Search This Blog

Dec 15, 2006

On the Money

Can you believe this? This is my blog #24.


The basic principle of a market economic system is that there is some feedback loop: those who produce things that other people need, get rewarded; those who produce nothing or something no one needs, get penalized. So, things that people need are produced more, their price falls, and the system reaches equilibrium. Any time demand changes, there is a mechanism that tells producers to cut or increase production.

The problems of capitalism have been known for a long time: because the economy needs freedoms of transactions and private property rights, it tends to produce tremendous inequality. Its strength, however, are also well-known: the system does not rely on centralized planning; it is self-regulating, disciplined, and is much more efficient than any other economic system.

American universities are slowly discovering the advantages and disadvantages of capitalism, only about four hundred years after its invention. Some are more successful at it than others, but most at least dibble into a more entrepreneurial, more market-oriented ventures. Every campus has an extended studies, or continuing education branch that offers off-campus, non-academic, or online courses, wherever there is a demand for them. Those branches tend to be much more flexible, practical, and efficient than the main campus, and end up supporting the inefficiencies of the traditional colleges.

Of course, all universities have to become more like their extended studies programs. Everyone needs to learn to count money and see where the money comes from and how it is being spent. This is the only way of moving toward greater efficiency and better quality. Yet the academic culture is very resistant to measuring educational work in terms of money. Underneath the snobbish refusal to talk money, there is a simple fear of competition, fear of being exposed as less than productive. Some very smart people go to all length with justifying their own highly privileged lifestyles with high-spirited arguments about the intrinsic value of education, sacrifice, academic freedom, and other such nonsense.

Most importantly, our feedback system is extremely weak, convoluted, and unreliable. In most cases, there is no clear link whatsoever between what we do in classes and what the public, the students, or anyone else actually needs.

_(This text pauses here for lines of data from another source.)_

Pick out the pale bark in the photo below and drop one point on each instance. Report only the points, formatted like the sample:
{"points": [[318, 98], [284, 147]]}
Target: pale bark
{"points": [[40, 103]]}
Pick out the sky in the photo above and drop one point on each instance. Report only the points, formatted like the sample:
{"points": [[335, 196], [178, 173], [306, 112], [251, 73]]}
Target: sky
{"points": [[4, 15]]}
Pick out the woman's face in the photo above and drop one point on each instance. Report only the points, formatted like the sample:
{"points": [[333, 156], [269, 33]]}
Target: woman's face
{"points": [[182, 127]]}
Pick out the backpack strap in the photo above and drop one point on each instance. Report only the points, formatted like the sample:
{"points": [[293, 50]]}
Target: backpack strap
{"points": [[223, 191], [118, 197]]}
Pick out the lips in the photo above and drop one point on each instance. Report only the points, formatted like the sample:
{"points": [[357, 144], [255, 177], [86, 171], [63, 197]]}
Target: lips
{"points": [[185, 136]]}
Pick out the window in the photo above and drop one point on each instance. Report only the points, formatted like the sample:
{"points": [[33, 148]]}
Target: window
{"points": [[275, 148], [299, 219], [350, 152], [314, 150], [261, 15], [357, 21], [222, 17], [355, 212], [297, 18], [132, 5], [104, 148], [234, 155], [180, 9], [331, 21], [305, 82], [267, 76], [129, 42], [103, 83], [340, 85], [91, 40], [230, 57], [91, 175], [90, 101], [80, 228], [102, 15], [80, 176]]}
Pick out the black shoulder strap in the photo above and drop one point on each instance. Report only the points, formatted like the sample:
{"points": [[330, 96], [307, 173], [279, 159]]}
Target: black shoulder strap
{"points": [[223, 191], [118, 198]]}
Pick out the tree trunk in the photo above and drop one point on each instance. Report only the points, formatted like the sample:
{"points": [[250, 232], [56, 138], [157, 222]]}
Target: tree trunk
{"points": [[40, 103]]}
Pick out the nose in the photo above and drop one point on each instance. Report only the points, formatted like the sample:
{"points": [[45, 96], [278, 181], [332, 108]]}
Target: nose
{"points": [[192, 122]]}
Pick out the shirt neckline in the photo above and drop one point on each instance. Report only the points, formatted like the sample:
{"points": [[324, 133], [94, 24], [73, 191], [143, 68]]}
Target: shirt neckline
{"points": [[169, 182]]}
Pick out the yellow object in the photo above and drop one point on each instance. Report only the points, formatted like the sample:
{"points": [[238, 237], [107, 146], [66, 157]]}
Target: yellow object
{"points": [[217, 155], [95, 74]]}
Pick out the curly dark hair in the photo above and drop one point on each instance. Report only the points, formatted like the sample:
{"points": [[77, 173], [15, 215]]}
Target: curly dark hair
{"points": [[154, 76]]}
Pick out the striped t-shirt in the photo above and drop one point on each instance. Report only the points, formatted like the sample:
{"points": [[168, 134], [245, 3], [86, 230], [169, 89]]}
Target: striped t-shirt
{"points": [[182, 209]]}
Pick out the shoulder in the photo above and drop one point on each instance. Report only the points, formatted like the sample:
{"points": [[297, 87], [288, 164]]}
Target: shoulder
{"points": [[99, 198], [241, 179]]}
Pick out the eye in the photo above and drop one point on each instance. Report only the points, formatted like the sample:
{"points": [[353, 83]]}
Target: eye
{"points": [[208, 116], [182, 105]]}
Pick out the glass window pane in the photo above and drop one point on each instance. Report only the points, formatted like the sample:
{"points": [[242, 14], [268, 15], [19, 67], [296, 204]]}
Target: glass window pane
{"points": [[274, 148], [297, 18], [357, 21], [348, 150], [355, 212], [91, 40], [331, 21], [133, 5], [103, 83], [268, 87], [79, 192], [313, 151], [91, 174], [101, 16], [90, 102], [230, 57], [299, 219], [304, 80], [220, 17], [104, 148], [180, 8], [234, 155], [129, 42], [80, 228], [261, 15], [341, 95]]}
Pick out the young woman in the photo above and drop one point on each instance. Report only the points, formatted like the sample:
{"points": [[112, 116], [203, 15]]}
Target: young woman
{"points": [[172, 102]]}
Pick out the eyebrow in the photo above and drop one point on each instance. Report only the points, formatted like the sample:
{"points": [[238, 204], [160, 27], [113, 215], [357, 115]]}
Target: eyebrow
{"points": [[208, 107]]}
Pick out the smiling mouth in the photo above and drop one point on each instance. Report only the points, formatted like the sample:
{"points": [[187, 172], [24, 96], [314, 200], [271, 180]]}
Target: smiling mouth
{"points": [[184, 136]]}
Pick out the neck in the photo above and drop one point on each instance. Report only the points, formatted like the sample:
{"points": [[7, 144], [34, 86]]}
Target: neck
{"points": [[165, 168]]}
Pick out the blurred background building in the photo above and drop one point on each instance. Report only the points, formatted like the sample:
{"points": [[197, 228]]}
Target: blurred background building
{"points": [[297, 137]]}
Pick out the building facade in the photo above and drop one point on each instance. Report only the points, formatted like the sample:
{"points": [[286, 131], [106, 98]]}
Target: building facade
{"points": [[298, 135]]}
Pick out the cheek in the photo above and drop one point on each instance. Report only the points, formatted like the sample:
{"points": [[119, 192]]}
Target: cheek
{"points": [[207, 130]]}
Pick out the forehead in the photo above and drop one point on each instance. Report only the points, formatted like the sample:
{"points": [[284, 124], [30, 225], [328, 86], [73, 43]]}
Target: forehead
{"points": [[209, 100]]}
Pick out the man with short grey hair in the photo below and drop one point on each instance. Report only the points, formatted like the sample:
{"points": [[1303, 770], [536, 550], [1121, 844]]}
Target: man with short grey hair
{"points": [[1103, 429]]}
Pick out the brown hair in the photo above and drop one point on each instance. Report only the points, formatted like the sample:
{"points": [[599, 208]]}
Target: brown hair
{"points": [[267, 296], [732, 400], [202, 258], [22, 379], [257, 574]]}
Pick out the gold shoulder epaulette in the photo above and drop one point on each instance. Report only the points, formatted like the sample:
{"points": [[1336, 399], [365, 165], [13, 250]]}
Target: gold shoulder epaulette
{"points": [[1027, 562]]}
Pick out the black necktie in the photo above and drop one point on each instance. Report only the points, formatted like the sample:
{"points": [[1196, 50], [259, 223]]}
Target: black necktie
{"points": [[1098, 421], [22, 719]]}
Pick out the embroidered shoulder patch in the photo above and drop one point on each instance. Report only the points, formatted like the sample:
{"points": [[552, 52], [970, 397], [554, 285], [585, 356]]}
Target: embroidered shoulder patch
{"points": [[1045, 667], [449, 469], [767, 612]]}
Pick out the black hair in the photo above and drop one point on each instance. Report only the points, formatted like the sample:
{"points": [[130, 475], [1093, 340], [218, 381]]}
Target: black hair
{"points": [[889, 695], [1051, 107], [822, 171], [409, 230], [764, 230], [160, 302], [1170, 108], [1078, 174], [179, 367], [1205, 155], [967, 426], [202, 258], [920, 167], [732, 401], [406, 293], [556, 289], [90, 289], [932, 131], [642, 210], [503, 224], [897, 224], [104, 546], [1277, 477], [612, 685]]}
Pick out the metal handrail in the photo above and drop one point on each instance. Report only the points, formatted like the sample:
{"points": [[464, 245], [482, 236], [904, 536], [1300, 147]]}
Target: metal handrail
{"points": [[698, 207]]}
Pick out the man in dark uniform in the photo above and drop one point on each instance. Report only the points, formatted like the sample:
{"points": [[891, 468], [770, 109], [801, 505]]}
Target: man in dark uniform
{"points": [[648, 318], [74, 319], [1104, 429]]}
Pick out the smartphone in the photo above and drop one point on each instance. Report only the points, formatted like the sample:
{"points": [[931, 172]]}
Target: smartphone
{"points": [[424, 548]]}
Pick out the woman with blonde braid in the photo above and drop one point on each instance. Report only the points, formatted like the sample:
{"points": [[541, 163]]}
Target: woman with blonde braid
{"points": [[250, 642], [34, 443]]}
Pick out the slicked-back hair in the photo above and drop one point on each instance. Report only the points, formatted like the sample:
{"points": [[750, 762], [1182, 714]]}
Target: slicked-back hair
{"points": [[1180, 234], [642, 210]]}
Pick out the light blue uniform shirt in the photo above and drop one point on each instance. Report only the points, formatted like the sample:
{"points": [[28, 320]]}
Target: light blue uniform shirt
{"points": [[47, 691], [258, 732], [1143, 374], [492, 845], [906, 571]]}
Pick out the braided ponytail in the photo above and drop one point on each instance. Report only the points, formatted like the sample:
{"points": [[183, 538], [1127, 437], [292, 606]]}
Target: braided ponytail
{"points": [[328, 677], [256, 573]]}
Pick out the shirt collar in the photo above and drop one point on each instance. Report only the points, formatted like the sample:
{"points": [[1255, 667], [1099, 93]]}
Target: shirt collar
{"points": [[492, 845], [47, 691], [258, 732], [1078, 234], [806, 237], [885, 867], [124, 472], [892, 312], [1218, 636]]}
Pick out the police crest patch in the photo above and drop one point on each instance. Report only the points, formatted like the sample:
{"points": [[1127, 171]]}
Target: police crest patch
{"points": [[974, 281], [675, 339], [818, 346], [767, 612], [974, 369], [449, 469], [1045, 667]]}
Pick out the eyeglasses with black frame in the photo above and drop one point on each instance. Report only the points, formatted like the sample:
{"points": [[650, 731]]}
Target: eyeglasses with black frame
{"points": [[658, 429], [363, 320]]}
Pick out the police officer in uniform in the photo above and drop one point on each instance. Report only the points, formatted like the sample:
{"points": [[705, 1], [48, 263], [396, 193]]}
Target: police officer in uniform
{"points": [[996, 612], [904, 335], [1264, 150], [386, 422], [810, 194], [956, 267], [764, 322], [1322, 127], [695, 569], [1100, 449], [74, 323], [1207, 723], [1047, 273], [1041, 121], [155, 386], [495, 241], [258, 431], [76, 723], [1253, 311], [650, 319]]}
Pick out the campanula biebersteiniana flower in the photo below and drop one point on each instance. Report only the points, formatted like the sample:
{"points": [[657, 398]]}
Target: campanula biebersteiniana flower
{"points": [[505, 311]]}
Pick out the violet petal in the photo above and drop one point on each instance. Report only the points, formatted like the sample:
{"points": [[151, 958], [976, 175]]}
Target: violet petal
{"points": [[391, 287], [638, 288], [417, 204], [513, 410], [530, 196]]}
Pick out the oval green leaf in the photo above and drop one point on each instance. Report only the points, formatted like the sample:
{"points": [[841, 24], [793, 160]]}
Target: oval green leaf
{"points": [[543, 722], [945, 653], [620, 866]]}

I know my colleagues will be offended by this statement, and assure that they’ve been around, they have the degrees, so they know what needs to happen in the classroom. But any scholar is supposed to ask: How do you know what you know? Is that knowledge verifiable or replicable? Confidence notwithstanding, we have no clue, actually. Just imagine a situation when a car salesman would assure you that he knows exactly what you need, and that one car is the only one you can buy. That you go to the next door lot, and his twin-brother wants to sell you the same exactly model for the same or almost the same price.

The accountability movement tries to solve this problem by making universities to produce some evidence of their effectiveness. I am not arguing that this is difficult to do; I am arguing that it is impossible to do. The market is driven not by research, but by averaging millions of irrational single transactions. This is entirely different feedback loop; it bypasses any single brain, and the information is distributed throughout millions of independent agents. The market mechanisms are more efficient because they are not smart, and do not depend on having smart people making right decisions.

As a first step, we desperately need some link between revenue generation and funds available to colleges, schools, and individual faculty. If there is no direct relation between how many hours a college produces and how much funding it receives, it creates an objective incentive to reduce enrollments. No matter what administrative efforts, how many meetings and speeches we produce, the economic situation does not change. With a fixed income, one must reduce the effort. The same goes all the way does to school an individual faculty. We have every incentive to fight tooth and nail for keeping class enrollments as low as possible, whether it makes any pedagogical sense or not. This is not because we’re bad people, but because cap increase savings do not return to us in any form and shape. We have no incentive to build off-campus cohort until there is an assurance that some of this money returns to those who work on the cohorts.

Money talk is honest; it does not mean having money as the only value. Rather, it leads to seeing clearly that our values are upheld, and not talked to death.